We are looking for a person who will be part of our Business Intelligence & Analytics team, this position will be in charge of the development of high performance, distributed computing tasks using Big Data technologies such as Hadoop, NoSQL and other distributed environment technologies based on the needs of the organization. You will also be responsible for analyzing, designing, programming, debugging and modifying software enhancements and/or new products used in distributed, large scale analytics solutions.

What you'll do

  • Design and develop highly scalable, end to end process to consume, integrate and analyze large volume, complex data from sources such as Hive, Flume, Kafka or Storm;
  • Provide Data Engineering expertise to multiple teams across our organization. Provide guidance and support to software engineers with industry and internal data best practices;
  • Build fault tolerant, adaptive and highly accurate data computational pipelines.

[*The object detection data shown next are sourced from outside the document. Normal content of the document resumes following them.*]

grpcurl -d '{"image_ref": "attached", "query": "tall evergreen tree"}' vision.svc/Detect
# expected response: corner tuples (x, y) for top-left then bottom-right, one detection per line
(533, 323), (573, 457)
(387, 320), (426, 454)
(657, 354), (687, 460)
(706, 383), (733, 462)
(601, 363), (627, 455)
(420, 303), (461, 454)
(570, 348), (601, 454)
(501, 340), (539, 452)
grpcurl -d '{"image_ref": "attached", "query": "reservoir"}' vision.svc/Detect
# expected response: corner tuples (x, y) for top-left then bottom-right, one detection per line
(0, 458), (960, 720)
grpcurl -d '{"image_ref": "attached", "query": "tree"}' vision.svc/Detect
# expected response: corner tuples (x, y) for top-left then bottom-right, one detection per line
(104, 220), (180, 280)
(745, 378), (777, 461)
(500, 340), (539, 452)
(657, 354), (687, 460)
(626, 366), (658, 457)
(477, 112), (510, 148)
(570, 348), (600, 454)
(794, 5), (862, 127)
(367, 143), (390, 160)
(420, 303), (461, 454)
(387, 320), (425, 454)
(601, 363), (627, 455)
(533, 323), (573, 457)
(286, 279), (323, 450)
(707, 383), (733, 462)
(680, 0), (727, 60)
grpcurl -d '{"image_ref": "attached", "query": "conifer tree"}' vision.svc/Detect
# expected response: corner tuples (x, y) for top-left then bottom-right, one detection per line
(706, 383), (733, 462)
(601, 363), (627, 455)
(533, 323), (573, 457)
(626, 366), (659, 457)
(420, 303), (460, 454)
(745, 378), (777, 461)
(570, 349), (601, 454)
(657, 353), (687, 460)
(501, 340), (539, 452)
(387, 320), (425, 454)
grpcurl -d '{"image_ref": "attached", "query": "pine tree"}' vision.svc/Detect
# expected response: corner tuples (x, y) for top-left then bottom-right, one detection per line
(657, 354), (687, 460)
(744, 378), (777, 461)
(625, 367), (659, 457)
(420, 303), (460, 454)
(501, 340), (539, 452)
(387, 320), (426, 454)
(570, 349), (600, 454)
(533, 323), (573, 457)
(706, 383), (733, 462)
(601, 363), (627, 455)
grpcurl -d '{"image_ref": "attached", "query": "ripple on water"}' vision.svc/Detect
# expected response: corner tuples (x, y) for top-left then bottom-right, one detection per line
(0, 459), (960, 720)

Tune queries running over billion of rows of data running in a distributed query engine;
  • Research and implement new data technologies as needed;
  • Work with other teams to understand needs and provide solutions;
  • Find innovative solutions through a combination of creative thinking and deep understanding of the problem space;
  • Work with the Business Intelligence development team on migration and improve existing SQL Server-based ETLs to Map Reduce and Hive (Cloud) technology to achieve scale and performance;
  • Help define and implement new processes on the data warehouse platform and work closely with Data Scientists to transform big data into model-­‐ ready forms to support analytic projects.

Who you are

  • Experienced in working with large data sets (both structured and unstructured) using technologies such as MapReduce, Hadoop, HBase, Hive, Spark and NoSQL technologies;
  • Strong at programming background with languages such as Java, C++, or Python;
  • Knowledge in distributed systems;
  • A professional with background in working in cloud environments – AWS, Rackspace, Azure, etc;
  • Experienced with real-time analysis of sensor and other data from Internet of Things (IoTs) or other connected devices is a plus;
  • Excellent in grasping of algorithmic concepts in computer science (e.g., sorting, data structures, etc.);
  • Experienced in the design, development and release of enterprise scale applications;
  • Experienced with version control;
  • A team worker with analytical and creative problem solving abilities.

Responsible for development of high performance, distributed computing tasks using Big Data technologies such as Hadoop, NoSQL and other distributed environment technologies based on the needs of the organization.